Cette expérience de cantonnement me fit chercher une manière nouvelle de me repérer. Dans ma pratique de diariste, j’ai cherché à faire parler mes terres et à faire taire mes « termes ». La lecture de ce journal terreau me montre qu’il ne fut pas facile d’écrire un peu plus qu’un topographe et un peu moins qu’un ethnographe. Ce journal explore le terrain de la recherche, le terrain de la fabrication de quelques livres ou de quelques conférences. Il ne me fut pas simple de faire parler ce type de terrain. Le journal montre, ici et là, le terrain d’où j’écris ce journal. Il montre aussi des images de livres, il cite des adresses Internet, des villes d’édition et même l’adresse d’un auteur, rue Marcadet. C’est à peu près tout. À défaut de partager l’expérience terragraphique, je me dis que les pages de ce journal terreau en brodent l’espérance. C’est un bon début. C’est peut-être aussi une fin en soi.

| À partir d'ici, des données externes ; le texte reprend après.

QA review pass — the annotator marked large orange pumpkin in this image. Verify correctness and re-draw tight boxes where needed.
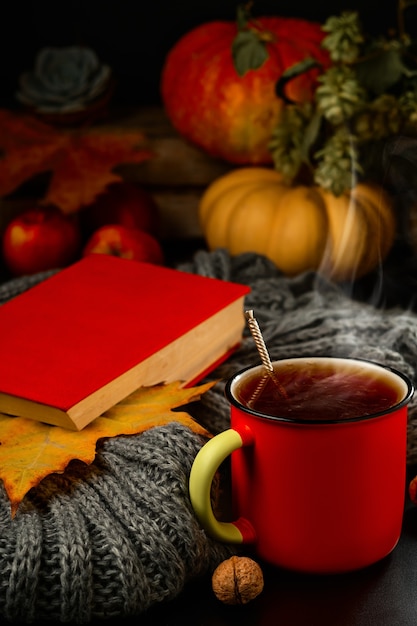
[199,167,396,281]
[161,17,328,164]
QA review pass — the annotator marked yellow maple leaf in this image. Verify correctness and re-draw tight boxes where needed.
[0,382,214,516]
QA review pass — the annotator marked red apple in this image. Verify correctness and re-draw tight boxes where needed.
[2,206,81,276]
[80,182,158,235]
[83,224,164,265]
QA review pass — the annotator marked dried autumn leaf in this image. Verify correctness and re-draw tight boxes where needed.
[0,382,213,515]
[0,109,151,213]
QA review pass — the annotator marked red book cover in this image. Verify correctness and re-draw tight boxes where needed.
[0,254,249,429]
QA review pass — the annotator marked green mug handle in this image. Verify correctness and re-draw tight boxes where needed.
[189,428,256,544]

C’est cette espérance, cet optatif qui me poussa à créer en 2019 l’association terragraphe. En mars 2020, lorsque mes compatriotes furent à leur tour cantonnés, c’est lui, aussi, qui me permit de me sentir l’âme d’un thérapeute géographe. Je lançai un concours des graphes libres pour inciter les gens de mon canton à penser et panser la superficie de leur territoire et de leur peau cantonnés. Certains de mes proches souffrant, depuis quelques années, de solastalgie -cette éco-anxiété due à la conscience aigüe de l’étroitesse du terrestre – je me disais que le rétrécissement de nos espaces de vies généraliserait ce tourment avant-gardiste et qu’il fallait faire œuvre de prévention. À défaut d’avoir su comment conseiller à ces proches la tenue d’un journal du terrestre, j’ai trouvé facile de proposer aux gens de mon canton, ce petit concours de dessins et de textes courts. La presse locale s’en fit immédiatement l’écho. Je ne comptais pas tant sur la réception de contributions que sur l’effet qu’une telle annonce pouvait donner à quelques lecteurs. C’était assez prétentieux, mais je me disais que deux ou trois lecteurs de mon canton pourraient se dire grâce à cette annonce : « tiens, oui, si je me mettais à écrire ou à dessiner à propos de ce confinement !». Je lançai ce petit concours en tant qu’élu local. Ceci interrogea au moins deux personnes de mon entourage : le maire du village et un ami psychologue considérèrent, en effet, chacun à leur niveau, que cet appel à l’écriture impliquée ne devait pas concerner la sphère publique. L’écriture non-artistique à leurs yeux, se devait d’être soit une écriture administrative, soit une écriture thérapeutique. Ils relayaient, tous les deux, ce bon sens que j’aurais pu défendre, il y a encore quelques années : l’utilisation de l’écriture réflexive permet de créer une distance entre ce qui nous tombe réellement dessus et ce que nous sommes en dessous authentiquement. Sauf que voilà, à mes yeux de jeune terragraphe, je me sentais peu en phase avec cette injonction bien moderne qui incite à la « prise de recul » à la distanciation vis-à-vis du « moi » et du « monde », de la subjectivité et de l’objectivité, du cheminement et du chemin.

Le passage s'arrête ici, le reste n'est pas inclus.